Oh, bien sûr, rêver n’est pas vivre, a-t-on dit.
Pourtant vivre, n’est-ce pas rêver le sachant.
Se prendre les pieds dans le tapis d’Aladin,

décoller. Rompre avec les pavés, avec la rue
bruyante et les magasins bondés et les bus à
soufflet. Avec moi, surtout. Me voir de haut,
tout petit, cherchant dans le flot ininterrompu

un chemin semé de joie, de caresses, de rires.
Jeter la croûte de l’ego, et ses lubies de bazar.
Qu’il se débrouille, après tout, c’est son monde.

Beau monde, rêvé, dans les visages, et les rues
où je trimbale le sac mal rangé de ma vie, oui,
ne sachant s’il n’est pas trop grand, pour moi.

II
Mais l’ego s’y croit, il confond rêve et illusion,
le naïf. Ne vois-tu pas les statues, impassibles,
entourées d’herbe bleue et de vasques fleuries,
qui narguent le temps, comme elles rient de toi.

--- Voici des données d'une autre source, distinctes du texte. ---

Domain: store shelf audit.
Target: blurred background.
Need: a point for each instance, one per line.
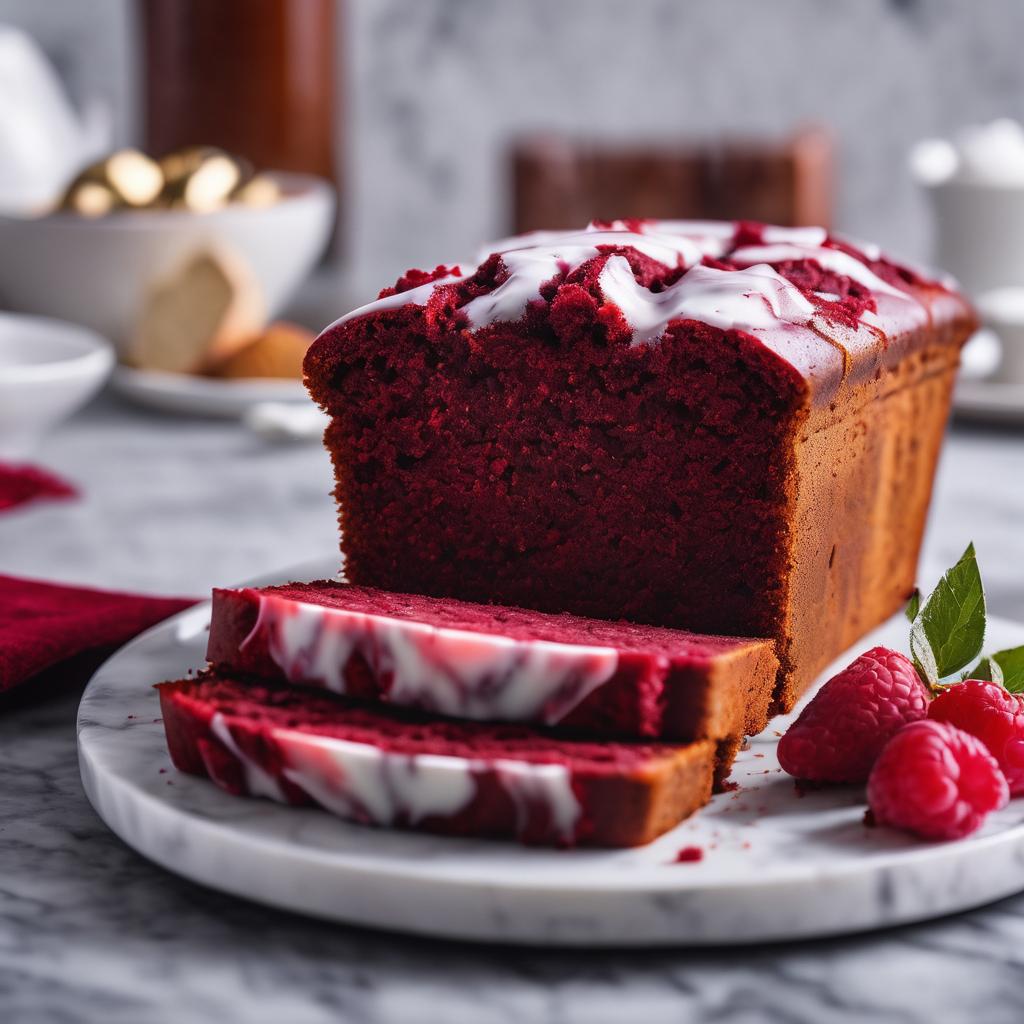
(431, 95)
(189, 189)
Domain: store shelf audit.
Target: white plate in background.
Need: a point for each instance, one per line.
(192, 395)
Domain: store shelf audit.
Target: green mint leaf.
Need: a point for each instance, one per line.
(1011, 663)
(949, 629)
(988, 669)
(921, 653)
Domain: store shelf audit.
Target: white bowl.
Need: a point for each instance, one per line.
(47, 370)
(96, 270)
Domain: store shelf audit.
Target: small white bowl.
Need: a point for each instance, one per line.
(48, 369)
(96, 270)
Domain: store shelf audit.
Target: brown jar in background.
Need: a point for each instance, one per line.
(254, 77)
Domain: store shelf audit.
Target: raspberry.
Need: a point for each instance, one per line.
(839, 735)
(936, 780)
(995, 717)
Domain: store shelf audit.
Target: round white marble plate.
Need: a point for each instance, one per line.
(775, 865)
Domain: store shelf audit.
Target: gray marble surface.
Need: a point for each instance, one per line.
(91, 932)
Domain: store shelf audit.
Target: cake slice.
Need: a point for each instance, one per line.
(491, 663)
(381, 766)
(723, 427)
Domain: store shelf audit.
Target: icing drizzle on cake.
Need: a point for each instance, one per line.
(748, 294)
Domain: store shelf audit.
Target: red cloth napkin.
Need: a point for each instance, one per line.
(30, 483)
(43, 625)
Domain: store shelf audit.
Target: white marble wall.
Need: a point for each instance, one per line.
(437, 88)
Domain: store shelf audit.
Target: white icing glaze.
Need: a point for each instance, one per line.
(549, 784)
(830, 259)
(358, 780)
(258, 781)
(449, 671)
(756, 299)
(532, 259)
(361, 782)
(418, 296)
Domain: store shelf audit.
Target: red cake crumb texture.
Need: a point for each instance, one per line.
(489, 663)
(935, 780)
(654, 421)
(386, 767)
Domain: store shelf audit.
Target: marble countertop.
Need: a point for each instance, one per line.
(91, 932)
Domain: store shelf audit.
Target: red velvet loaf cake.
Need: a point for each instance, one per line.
(383, 767)
(727, 428)
(492, 663)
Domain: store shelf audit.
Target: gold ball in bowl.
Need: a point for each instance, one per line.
(202, 178)
(124, 179)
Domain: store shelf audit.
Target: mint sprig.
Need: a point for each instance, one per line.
(1006, 667)
(987, 669)
(948, 629)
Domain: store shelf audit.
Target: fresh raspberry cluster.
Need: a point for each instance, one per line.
(935, 767)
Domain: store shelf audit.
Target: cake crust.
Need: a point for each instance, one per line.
(728, 428)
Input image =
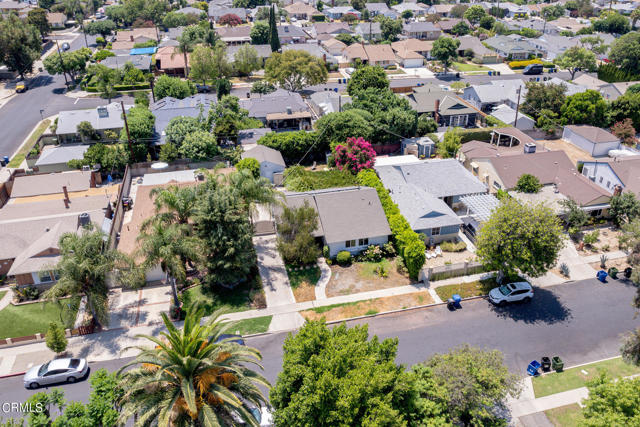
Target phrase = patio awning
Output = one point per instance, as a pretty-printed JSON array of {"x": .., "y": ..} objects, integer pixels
[{"x": 480, "y": 206}]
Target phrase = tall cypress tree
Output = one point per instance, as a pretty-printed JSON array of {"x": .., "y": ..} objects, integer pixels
[{"x": 274, "y": 40}]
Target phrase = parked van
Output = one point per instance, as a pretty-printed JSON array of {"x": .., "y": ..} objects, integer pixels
[{"x": 533, "y": 69}]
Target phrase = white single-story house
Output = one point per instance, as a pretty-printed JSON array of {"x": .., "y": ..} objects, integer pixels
[
  {"x": 270, "y": 160},
  {"x": 594, "y": 140},
  {"x": 349, "y": 219}
]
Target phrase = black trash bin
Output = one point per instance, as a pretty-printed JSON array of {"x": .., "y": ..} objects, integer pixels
[{"x": 546, "y": 364}]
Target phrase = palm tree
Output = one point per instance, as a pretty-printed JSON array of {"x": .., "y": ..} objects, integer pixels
[
  {"x": 86, "y": 262},
  {"x": 192, "y": 377},
  {"x": 171, "y": 247},
  {"x": 174, "y": 204}
]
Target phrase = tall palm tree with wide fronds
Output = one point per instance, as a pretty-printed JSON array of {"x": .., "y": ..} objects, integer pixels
[
  {"x": 169, "y": 245},
  {"x": 85, "y": 263},
  {"x": 174, "y": 204},
  {"x": 192, "y": 377}
]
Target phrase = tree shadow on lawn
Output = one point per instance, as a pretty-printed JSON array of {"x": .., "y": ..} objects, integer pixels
[{"x": 544, "y": 308}]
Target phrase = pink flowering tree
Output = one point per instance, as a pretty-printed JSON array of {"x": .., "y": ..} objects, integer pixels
[{"x": 355, "y": 155}]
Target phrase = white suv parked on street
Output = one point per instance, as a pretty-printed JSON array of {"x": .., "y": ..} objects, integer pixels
[{"x": 511, "y": 292}]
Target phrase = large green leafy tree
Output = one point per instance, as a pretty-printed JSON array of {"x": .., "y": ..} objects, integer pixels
[
  {"x": 174, "y": 87},
  {"x": 367, "y": 77},
  {"x": 520, "y": 238},
  {"x": 20, "y": 44},
  {"x": 577, "y": 58},
  {"x": 612, "y": 403},
  {"x": 587, "y": 107},
  {"x": 260, "y": 33},
  {"x": 476, "y": 384},
  {"x": 83, "y": 268},
  {"x": 542, "y": 96},
  {"x": 38, "y": 18},
  {"x": 339, "y": 377},
  {"x": 295, "y": 240},
  {"x": 295, "y": 69},
  {"x": 192, "y": 376},
  {"x": 445, "y": 50}
]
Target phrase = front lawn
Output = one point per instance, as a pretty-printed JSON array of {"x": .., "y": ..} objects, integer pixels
[
  {"x": 462, "y": 66},
  {"x": 257, "y": 325},
  {"x": 30, "y": 319},
  {"x": 307, "y": 180},
  {"x": 566, "y": 416},
  {"x": 245, "y": 296},
  {"x": 552, "y": 383},
  {"x": 466, "y": 290}
]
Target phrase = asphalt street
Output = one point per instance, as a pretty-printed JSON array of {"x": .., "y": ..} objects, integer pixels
[
  {"x": 22, "y": 113},
  {"x": 580, "y": 322}
]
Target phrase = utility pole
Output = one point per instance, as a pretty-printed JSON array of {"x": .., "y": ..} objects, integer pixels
[
  {"x": 126, "y": 126},
  {"x": 515, "y": 123},
  {"x": 66, "y": 82}
]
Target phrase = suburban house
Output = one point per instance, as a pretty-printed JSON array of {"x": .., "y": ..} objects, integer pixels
[
  {"x": 423, "y": 47},
  {"x": 170, "y": 61},
  {"x": 380, "y": 54},
  {"x": 376, "y": 9},
  {"x": 169, "y": 108},
  {"x": 428, "y": 192},
  {"x": 280, "y": 110},
  {"x": 105, "y": 118},
  {"x": 271, "y": 161},
  {"x": 31, "y": 226},
  {"x": 595, "y": 141},
  {"x": 301, "y": 10},
  {"x": 622, "y": 173},
  {"x": 349, "y": 219},
  {"x": 141, "y": 62},
  {"x": 334, "y": 46},
  {"x": 234, "y": 35},
  {"x": 421, "y": 30},
  {"x": 507, "y": 115},
  {"x": 444, "y": 106},
  {"x": 501, "y": 167},
  {"x": 56, "y": 20},
  {"x": 369, "y": 31},
  {"x": 339, "y": 11},
  {"x": 216, "y": 12},
  {"x": 512, "y": 47},
  {"x": 480, "y": 52}
]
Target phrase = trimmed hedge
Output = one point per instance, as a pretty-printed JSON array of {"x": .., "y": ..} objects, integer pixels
[
  {"x": 120, "y": 88},
  {"x": 409, "y": 243}
]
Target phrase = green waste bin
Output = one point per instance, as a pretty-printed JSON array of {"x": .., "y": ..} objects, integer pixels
[{"x": 557, "y": 364}]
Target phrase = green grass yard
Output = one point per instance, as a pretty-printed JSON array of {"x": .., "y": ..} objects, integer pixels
[
  {"x": 552, "y": 383},
  {"x": 462, "y": 66},
  {"x": 256, "y": 325},
  {"x": 566, "y": 416},
  {"x": 30, "y": 319}
]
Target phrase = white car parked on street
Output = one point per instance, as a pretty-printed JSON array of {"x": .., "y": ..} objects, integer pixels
[{"x": 511, "y": 292}]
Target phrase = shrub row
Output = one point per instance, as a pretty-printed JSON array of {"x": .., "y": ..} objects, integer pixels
[
  {"x": 409, "y": 243},
  {"x": 119, "y": 88}
]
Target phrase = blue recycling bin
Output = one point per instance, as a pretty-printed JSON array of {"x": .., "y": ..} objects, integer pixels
[
  {"x": 533, "y": 367},
  {"x": 602, "y": 276}
]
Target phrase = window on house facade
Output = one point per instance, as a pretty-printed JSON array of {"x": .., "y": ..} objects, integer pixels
[{"x": 45, "y": 276}]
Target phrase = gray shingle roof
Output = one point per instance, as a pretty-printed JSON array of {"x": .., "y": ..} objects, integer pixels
[{"x": 346, "y": 213}]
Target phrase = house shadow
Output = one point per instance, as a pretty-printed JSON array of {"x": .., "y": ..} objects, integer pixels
[{"x": 544, "y": 308}]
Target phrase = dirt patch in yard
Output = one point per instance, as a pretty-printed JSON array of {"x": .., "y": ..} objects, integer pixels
[
  {"x": 362, "y": 308},
  {"x": 361, "y": 277}
]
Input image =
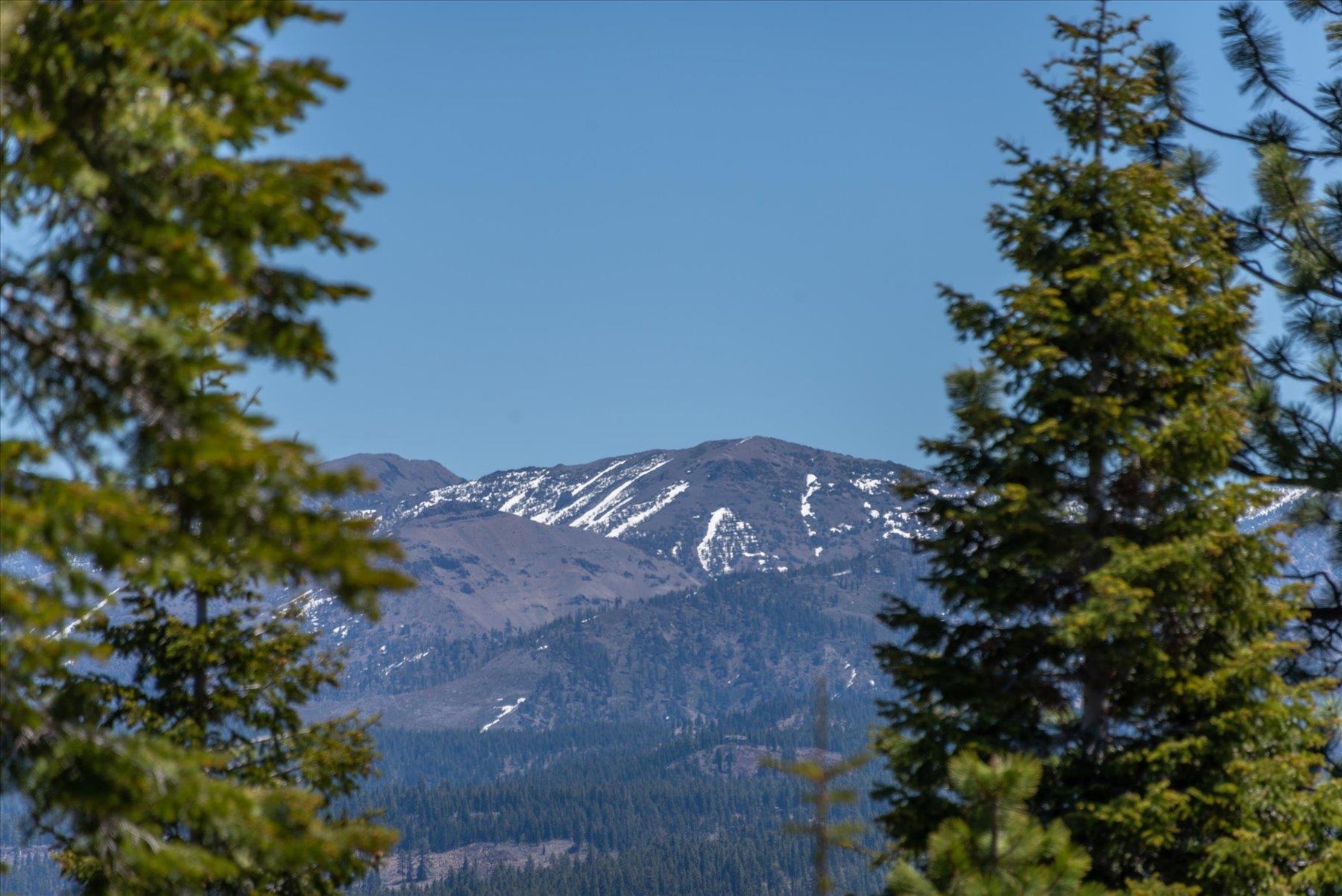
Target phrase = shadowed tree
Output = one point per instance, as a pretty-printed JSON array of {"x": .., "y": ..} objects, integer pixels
[
  {"x": 1290, "y": 240},
  {"x": 1100, "y": 609},
  {"x": 147, "y": 266}
]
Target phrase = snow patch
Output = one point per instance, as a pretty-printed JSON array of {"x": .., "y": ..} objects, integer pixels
[
  {"x": 505, "y": 711},
  {"x": 649, "y": 510}
]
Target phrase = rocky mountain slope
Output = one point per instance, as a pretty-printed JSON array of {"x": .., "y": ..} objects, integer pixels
[
  {"x": 664, "y": 587},
  {"x": 517, "y": 549},
  {"x": 740, "y": 505}
]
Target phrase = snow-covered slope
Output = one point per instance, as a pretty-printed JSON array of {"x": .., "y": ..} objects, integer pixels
[{"x": 719, "y": 508}]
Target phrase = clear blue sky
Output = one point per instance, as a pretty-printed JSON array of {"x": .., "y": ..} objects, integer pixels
[{"x": 614, "y": 227}]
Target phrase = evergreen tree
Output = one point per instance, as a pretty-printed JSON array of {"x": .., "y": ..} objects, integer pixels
[
  {"x": 818, "y": 774},
  {"x": 995, "y": 848},
  {"x": 1100, "y": 608},
  {"x": 1290, "y": 240},
  {"x": 133, "y": 471}
]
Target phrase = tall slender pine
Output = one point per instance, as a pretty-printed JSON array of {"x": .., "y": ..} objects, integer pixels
[{"x": 1100, "y": 608}]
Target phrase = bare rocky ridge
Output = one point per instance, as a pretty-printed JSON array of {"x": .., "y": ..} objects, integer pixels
[{"x": 664, "y": 587}]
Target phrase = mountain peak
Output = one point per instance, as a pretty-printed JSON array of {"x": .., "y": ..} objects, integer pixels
[{"x": 395, "y": 476}]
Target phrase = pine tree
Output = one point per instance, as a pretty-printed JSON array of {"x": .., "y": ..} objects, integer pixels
[
  {"x": 1290, "y": 240},
  {"x": 1100, "y": 609},
  {"x": 134, "y": 471},
  {"x": 818, "y": 774},
  {"x": 995, "y": 848}
]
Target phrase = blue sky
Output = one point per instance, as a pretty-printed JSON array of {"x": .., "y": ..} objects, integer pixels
[{"x": 614, "y": 227}]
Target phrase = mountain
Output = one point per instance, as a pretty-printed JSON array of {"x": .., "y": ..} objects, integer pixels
[
  {"x": 517, "y": 549},
  {"x": 669, "y": 585},
  {"x": 395, "y": 476},
  {"x": 721, "y": 508}
]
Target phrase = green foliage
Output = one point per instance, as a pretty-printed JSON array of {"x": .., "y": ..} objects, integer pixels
[
  {"x": 1291, "y": 242},
  {"x": 136, "y": 478},
  {"x": 818, "y": 773},
  {"x": 1100, "y": 609},
  {"x": 996, "y": 848}
]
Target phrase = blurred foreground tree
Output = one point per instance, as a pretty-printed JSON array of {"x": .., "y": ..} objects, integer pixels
[
  {"x": 818, "y": 774},
  {"x": 1100, "y": 608},
  {"x": 1291, "y": 242},
  {"x": 145, "y": 508},
  {"x": 993, "y": 847}
]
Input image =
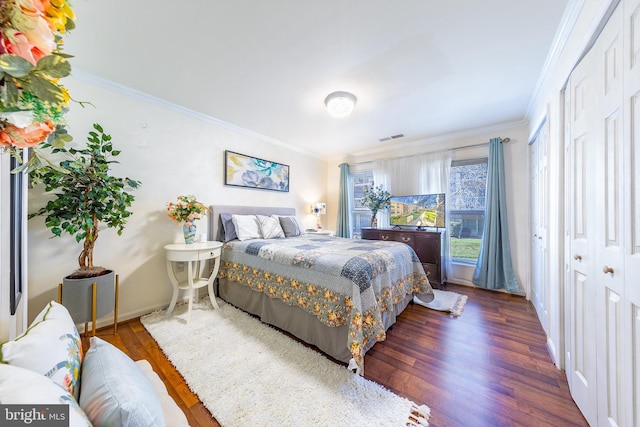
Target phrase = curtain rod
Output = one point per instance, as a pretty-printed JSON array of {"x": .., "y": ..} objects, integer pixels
[{"x": 481, "y": 144}]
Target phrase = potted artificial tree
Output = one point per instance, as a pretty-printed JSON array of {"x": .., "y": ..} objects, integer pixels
[
  {"x": 86, "y": 196},
  {"x": 376, "y": 198}
]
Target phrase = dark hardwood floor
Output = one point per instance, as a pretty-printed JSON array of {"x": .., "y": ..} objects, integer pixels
[{"x": 488, "y": 367}]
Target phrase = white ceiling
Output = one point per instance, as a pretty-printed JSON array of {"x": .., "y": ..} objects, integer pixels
[{"x": 421, "y": 68}]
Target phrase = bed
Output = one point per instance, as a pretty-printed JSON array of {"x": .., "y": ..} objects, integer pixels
[{"x": 339, "y": 295}]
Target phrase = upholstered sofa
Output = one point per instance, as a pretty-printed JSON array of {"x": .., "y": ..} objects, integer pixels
[{"x": 104, "y": 387}]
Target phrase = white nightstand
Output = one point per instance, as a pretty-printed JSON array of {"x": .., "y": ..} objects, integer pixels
[{"x": 192, "y": 254}]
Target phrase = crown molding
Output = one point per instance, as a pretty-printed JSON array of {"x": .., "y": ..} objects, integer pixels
[{"x": 111, "y": 86}]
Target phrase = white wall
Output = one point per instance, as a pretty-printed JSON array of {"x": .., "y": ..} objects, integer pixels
[
  {"x": 517, "y": 187},
  {"x": 173, "y": 152}
]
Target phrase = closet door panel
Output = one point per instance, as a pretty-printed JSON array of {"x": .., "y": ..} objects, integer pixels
[
  {"x": 609, "y": 262},
  {"x": 580, "y": 358},
  {"x": 631, "y": 229}
]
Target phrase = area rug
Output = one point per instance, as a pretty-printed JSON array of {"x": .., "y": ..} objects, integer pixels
[
  {"x": 249, "y": 374},
  {"x": 445, "y": 301}
]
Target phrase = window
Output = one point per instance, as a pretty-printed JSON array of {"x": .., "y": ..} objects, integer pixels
[
  {"x": 467, "y": 188},
  {"x": 360, "y": 214}
]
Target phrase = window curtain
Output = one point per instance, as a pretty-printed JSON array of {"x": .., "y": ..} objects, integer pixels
[
  {"x": 494, "y": 269},
  {"x": 343, "y": 227}
]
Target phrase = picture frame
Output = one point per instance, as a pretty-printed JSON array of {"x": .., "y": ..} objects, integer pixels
[{"x": 242, "y": 170}]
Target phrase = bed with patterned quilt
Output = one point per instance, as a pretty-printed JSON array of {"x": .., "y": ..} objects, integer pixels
[{"x": 340, "y": 295}]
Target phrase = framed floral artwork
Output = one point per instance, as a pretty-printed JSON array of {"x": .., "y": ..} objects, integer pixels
[{"x": 251, "y": 172}]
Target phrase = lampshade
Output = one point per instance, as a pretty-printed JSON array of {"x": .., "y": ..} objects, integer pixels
[
  {"x": 319, "y": 208},
  {"x": 340, "y": 104}
]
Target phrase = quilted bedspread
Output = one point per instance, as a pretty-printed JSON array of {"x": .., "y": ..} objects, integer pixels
[{"x": 338, "y": 280}]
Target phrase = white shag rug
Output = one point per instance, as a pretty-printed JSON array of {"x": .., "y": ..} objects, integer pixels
[
  {"x": 249, "y": 374},
  {"x": 445, "y": 301}
]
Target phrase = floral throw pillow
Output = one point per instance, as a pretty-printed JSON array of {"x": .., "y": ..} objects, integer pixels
[
  {"x": 270, "y": 227},
  {"x": 51, "y": 346}
]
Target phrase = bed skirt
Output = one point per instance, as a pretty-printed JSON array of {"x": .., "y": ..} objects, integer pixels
[{"x": 330, "y": 340}]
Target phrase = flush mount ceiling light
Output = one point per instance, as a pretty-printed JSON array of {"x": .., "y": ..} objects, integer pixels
[{"x": 340, "y": 104}]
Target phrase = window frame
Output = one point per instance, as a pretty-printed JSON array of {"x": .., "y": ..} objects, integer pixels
[{"x": 481, "y": 159}]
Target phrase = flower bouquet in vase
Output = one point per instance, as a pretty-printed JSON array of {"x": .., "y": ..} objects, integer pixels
[
  {"x": 376, "y": 198},
  {"x": 186, "y": 211}
]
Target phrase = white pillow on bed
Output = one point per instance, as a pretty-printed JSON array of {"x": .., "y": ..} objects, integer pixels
[
  {"x": 270, "y": 227},
  {"x": 247, "y": 227},
  {"x": 290, "y": 225}
]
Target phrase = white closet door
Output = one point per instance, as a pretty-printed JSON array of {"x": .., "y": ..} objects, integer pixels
[
  {"x": 539, "y": 225},
  {"x": 609, "y": 271},
  {"x": 631, "y": 156},
  {"x": 581, "y": 140}
]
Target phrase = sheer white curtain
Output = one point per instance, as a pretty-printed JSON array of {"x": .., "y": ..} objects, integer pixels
[{"x": 421, "y": 174}]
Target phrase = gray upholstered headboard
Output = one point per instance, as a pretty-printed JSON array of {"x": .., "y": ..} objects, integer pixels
[{"x": 216, "y": 210}]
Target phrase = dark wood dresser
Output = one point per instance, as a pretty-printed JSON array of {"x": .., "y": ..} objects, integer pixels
[{"x": 426, "y": 244}]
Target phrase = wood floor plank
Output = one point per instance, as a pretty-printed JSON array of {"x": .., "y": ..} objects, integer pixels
[{"x": 488, "y": 367}]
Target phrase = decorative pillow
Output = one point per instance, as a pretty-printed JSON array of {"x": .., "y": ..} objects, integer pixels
[
  {"x": 51, "y": 346},
  {"x": 247, "y": 227},
  {"x": 270, "y": 227},
  {"x": 290, "y": 225},
  {"x": 19, "y": 386},
  {"x": 173, "y": 416},
  {"x": 115, "y": 391},
  {"x": 228, "y": 229}
]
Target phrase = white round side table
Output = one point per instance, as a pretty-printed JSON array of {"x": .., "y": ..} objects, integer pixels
[{"x": 192, "y": 254}]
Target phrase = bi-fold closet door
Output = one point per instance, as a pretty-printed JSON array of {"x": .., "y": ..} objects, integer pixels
[{"x": 602, "y": 238}]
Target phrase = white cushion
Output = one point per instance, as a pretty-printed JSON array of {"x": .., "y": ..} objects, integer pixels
[
  {"x": 173, "y": 416},
  {"x": 291, "y": 225},
  {"x": 115, "y": 391},
  {"x": 19, "y": 386},
  {"x": 51, "y": 346},
  {"x": 270, "y": 227},
  {"x": 247, "y": 227}
]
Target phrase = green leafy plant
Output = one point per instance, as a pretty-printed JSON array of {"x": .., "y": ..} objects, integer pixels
[
  {"x": 376, "y": 198},
  {"x": 86, "y": 195}
]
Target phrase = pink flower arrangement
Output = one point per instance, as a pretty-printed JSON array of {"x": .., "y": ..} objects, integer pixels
[
  {"x": 31, "y": 64},
  {"x": 186, "y": 210}
]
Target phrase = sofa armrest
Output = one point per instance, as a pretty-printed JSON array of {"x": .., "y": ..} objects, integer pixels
[{"x": 173, "y": 416}]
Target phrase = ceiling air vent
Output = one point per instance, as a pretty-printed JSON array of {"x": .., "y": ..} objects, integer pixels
[{"x": 389, "y": 138}]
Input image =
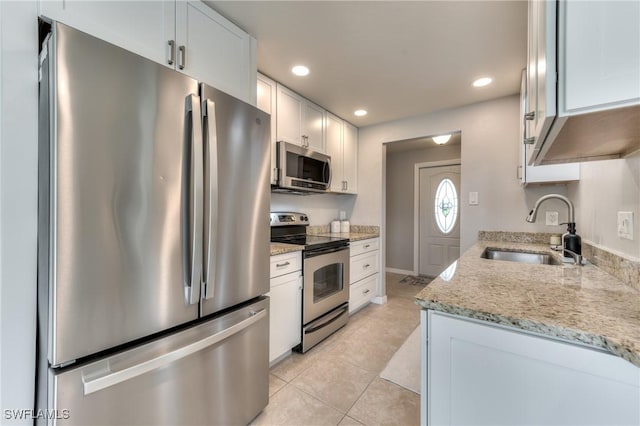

Alors, s’évader. Quel boulet, du matin au soir.
S’accepter, en marchant sur la pointe des yeux,
seule chance d’en croiser d’autres, oh, et rêver.
Effleurer, laisser intacts les êtres et les choses.

Se laisser porter par le souffle, enfin, pas trop
loin. Que s’est-il passé, là. Je n’ai rien vu venir.
Je me suis retrouvé dos au mur. Une silhouette

a disparu, sous un porche. Le temps d’arriver,
rien. Oh, à terre, une photo de Francesca W.,
qui offre son corps, sa vie, la douceur à venir.